Yesterday’s thread had a discussion about the democratic legitimacy of judicial review. As it happens, I have a book to recommend on the subject! But if you’re looking for free text, I had a paper published recently in Perspectives that’s pertinent to the question of judicial review being necessary as a bulwark against other political actors determined act unconstitutionally.

The tl; dr thesis of the paper is that “judicial supremacy” is an incoherent concept that misdescribes how judicial power actually functions and how constitutional norms get established. More important for our purposes is the literature that I think logically compels this conclusion. It’s critical to understand that politically meaningful judicial review can exist only with substantial support of other political elites (which, in turn, is inherently going to limit the extent to which courts can constrain political elites, a pattern that goes back to Marshall’s capitulation to Jefferson in Marbury and Stuart v. Laird.) Hamilton’s insight about the judiciary’s lack of coercive and appropriations authority remains a critical insight. In addition, the Constitution gives Congress all kinds of powers to constrain courts and punish judges if it chooses to use them:

  • The size of the Supreme Court and not only the size but the existence of other federal courts is left entirely to Congress.
  • Article III also empowers Congress to make “exceptions and regulations” to the jurisdiction of federal courts.
  • Congress cannot reduce the salaries of federal judges and justices, but it can make their lives miserable in a lot of other ways. If the Supreme Court’s broad discretion over its docket was replaced by mandatory appeals and chambers limited to one clerk, we wouldn’t see a lot of octogenarian justices.

The strong form of judicial review that took hold in the United States wasn’t the result of the judiciary seizing power; it was the result of political elites in other branches favoring the expansion of judicial power.
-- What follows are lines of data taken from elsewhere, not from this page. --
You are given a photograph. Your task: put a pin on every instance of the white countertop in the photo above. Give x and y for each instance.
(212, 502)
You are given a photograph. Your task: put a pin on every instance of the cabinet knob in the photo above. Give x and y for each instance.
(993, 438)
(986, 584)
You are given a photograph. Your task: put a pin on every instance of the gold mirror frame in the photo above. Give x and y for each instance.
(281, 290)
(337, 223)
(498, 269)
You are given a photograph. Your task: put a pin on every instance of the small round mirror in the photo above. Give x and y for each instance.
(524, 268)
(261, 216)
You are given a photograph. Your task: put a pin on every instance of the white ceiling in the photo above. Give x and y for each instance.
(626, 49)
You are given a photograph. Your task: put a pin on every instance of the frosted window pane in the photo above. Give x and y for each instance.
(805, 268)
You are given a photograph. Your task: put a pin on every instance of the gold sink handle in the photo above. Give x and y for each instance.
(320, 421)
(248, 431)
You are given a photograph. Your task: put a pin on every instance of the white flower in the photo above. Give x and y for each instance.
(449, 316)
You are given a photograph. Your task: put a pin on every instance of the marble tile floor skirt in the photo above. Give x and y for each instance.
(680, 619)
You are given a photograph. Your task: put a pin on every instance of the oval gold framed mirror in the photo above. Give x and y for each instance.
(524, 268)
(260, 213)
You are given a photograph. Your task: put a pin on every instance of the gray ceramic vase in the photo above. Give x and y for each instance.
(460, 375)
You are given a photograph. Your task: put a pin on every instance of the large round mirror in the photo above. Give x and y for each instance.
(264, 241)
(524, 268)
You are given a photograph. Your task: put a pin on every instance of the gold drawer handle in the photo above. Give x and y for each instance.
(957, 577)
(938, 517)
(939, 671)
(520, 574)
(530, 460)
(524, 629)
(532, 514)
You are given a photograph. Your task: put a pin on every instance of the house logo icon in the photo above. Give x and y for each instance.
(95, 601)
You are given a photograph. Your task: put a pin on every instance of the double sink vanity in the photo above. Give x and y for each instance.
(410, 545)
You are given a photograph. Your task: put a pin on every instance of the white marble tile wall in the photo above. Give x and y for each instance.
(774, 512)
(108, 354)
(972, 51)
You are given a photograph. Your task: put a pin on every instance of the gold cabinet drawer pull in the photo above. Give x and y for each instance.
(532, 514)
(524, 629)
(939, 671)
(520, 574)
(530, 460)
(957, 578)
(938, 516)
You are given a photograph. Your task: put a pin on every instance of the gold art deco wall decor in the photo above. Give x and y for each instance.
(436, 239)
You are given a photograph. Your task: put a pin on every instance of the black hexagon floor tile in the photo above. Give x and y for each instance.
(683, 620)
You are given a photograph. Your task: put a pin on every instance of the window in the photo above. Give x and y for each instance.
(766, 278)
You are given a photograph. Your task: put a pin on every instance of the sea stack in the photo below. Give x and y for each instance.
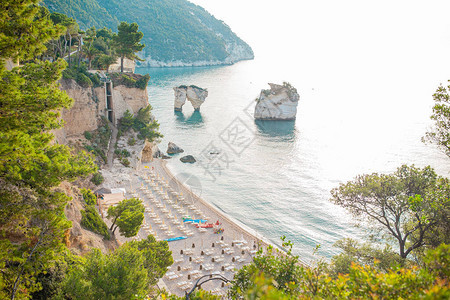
(194, 94)
(278, 103)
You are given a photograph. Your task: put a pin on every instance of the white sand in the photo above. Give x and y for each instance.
(185, 269)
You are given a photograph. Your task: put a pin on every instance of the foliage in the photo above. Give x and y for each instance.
(366, 255)
(32, 220)
(131, 141)
(439, 134)
(118, 275)
(398, 205)
(127, 42)
(142, 82)
(97, 178)
(175, 29)
(52, 280)
(263, 279)
(24, 29)
(130, 80)
(127, 216)
(88, 197)
(87, 135)
(91, 220)
(157, 257)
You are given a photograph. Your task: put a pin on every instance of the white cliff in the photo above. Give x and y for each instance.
(278, 103)
(194, 94)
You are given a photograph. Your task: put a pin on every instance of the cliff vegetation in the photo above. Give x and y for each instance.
(174, 30)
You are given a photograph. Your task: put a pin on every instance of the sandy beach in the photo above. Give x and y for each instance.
(220, 249)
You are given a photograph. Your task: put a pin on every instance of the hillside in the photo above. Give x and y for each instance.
(176, 32)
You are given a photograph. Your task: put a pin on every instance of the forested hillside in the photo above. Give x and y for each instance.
(174, 30)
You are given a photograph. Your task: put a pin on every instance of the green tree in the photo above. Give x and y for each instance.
(105, 61)
(127, 216)
(89, 49)
(440, 133)
(364, 254)
(157, 257)
(397, 205)
(256, 281)
(24, 29)
(126, 42)
(119, 275)
(32, 220)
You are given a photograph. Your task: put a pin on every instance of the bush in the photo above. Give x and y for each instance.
(92, 221)
(95, 78)
(125, 153)
(142, 82)
(131, 141)
(83, 80)
(88, 135)
(128, 81)
(97, 178)
(125, 162)
(88, 197)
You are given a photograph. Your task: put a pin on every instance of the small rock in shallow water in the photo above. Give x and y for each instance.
(188, 159)
(173, 149)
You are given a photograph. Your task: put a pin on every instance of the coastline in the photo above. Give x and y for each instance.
(235, 224)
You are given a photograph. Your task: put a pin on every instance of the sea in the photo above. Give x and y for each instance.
(365, 104)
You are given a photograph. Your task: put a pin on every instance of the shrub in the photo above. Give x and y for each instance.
(97, 178)
(131, 141)
(128, 81)
(95, 78)
(92, 221)
(88, 197)
(88, 135)
(142, 82)
(83, 80)
(125, 162)
(125, 153)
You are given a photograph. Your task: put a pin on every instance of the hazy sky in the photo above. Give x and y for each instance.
(357, 29)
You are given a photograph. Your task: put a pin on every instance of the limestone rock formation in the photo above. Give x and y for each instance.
(194, 94)
(90, 104)
(188, 159)
(173, 149)
(278, 103)
(180, 98)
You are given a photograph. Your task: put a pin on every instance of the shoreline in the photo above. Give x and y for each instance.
(233, 222)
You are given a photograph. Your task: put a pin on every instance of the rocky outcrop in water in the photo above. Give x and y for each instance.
(278, 103)
(173, 149)
(188, 159)
(194, 94)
This presents a somewhat different problem for democratic theory than the “counter-majoritarian difficulty” framework suggests. But any useful discussion of the legitimacy of judicial review needs to proceed from realistic assessments of the source of judicial power.

A final point to make is that the current relative equilibrium in which elites in both parties support strong judicial review and refrain from using the tools the Constitution gives them to attack the courts is not an inevitable feature of American constitutionalism. Merrick Garland is the canary in the coal mine: elite polarization and the fact that once Kennedy retires the Court is going to be strongly and consistently aligned with one partisan faction or another will have major consequences for the federal judiciary. Barring a sudden, unlikely partisan realignment, short-staffed courts are going to become endemic in times of divided government. Manipulation of the size of the court and other major clashes between the courts and the other branches are possible. We have only scratched the surface of the impact of the McConnellization of American constitutionalism.